This is a submission for the Gemma 4 Challenge: Write About Gemma 4
When Google dropped Gemma 4 in April 2025, my first reaction was skepticism. We have seen "open" models before that came with so many restrictions they were barely usable. Then I read the license: Apache 2.0. Download it, fine-tune it, ship it commercially, no strings attached. That got my attention.
I spent a weekend running experiments with it and want to share what I found, especially for developers who are trying to figure out which model in the Gemma 4 family is worth their time.
What Is Gemma 4, Actually?
Gemma 4 is Google DeepMind's fourth generation of open-weight models. It comes in four sizes: E2B, E4B, 12B, and 27B (the 27B is actually a 26B Mixture of Experts model). The E prefix stands for Edge, meaning those two smaller models are built specifically to run on phones and laptops.
A few things make this generation genuinely different from what came before:
Native multimodality. Every model in the family handles text and images. The two edge models (E2B and E4B) also understand audio natively. This is not a plugin or an adapter bolted on after training. It is baked in.
Context window. The small models support 128K tokens. The medium models go up to 256K. For reference, that is longer than most novels.
Thinking mode. All four models have configurable reasoning, similar to chain-of-thought but built into the instruction-tuned variants. You can toggle how much "thinking" the model does before answering.
Function calling. Built in from the start, not added later. This matters a lot if you are building agents.
The 27B model uses a Mixture of Experts architecture, which means it has ~26 billion parameters total but only activates about 3.8 billion per token. In practice, it runs more like a 4B model in terms of compute cost while retaining the knowledge capacity of something much larger.
Choosing the Right Variant
Here is how I think about which model to reach for:
| Model | Best For |
|---|---|
| E2B | Mobile apps, edge devices, fast batch inference |
| E4B | On-device with richer capability, local dev |
| 12B | Most fine-tuning tasks, single GPU research |
| 27B (MoE) | Production, complex reasoning, agentic workflows |
For my experiment, I used E4B because it is the sweet spot for fine-tuning on consumer hardware. It is small enough to load with 4-bit quantization on a 16GB GPU but capable enough to actually learn something useful.
The Experiment: Teaching It to Read Emotions
I fine-tuned Gemma 4 E4B-it on the dair-ai/emotion dataset from Hugging Face. The task: classify text into one of six emotions (sadness, joy, love, anger, fear, surprise).

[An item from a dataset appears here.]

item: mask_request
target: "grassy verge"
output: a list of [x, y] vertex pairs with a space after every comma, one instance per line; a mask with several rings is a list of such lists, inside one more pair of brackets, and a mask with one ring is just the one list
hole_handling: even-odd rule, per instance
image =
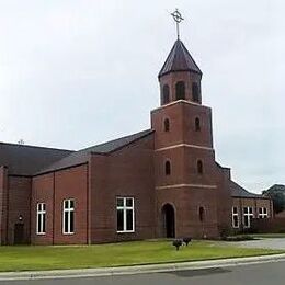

This is a classic NLP task that sounds trivial but is actually tricky. Emotions are subtle. "I cannot believe this happened" could be joy, anger, or shock depending on context.
Setup
I used Google Colab with a T4 GPU, 4-bit NF4 quantization via bitsandbytes, and LoRA for efficient fine-tuning. The full setup:
pip install transformers accelerate datasets trl peft bitsandbytes scikit-learn
Why 4-bit Quantization?
Loading a 4B parameter model in full 16-bit precision requires around 8GB of VRAM just for the weights, before accounting for activations, optimizer states, and gradients during training. On a T4 with 16GB total, that leaves very little room to actually train anything.
4-bit NF4 (Normal Float 4) quantization compresses the weights down to roughly 2.5GB. The "Normal Float" format is designed specifically for neural network weight distributions, which tend to follow a bell curve rather than a uniform range. This makes NF4 more accurate than plain int4 quantization at the same bit width. During the forward and backward pass, weights are temporarily dequantized to bfloat16 for computation, so you get the memory savings of 4-bit storage with most of the numerical precision of 16-bit math.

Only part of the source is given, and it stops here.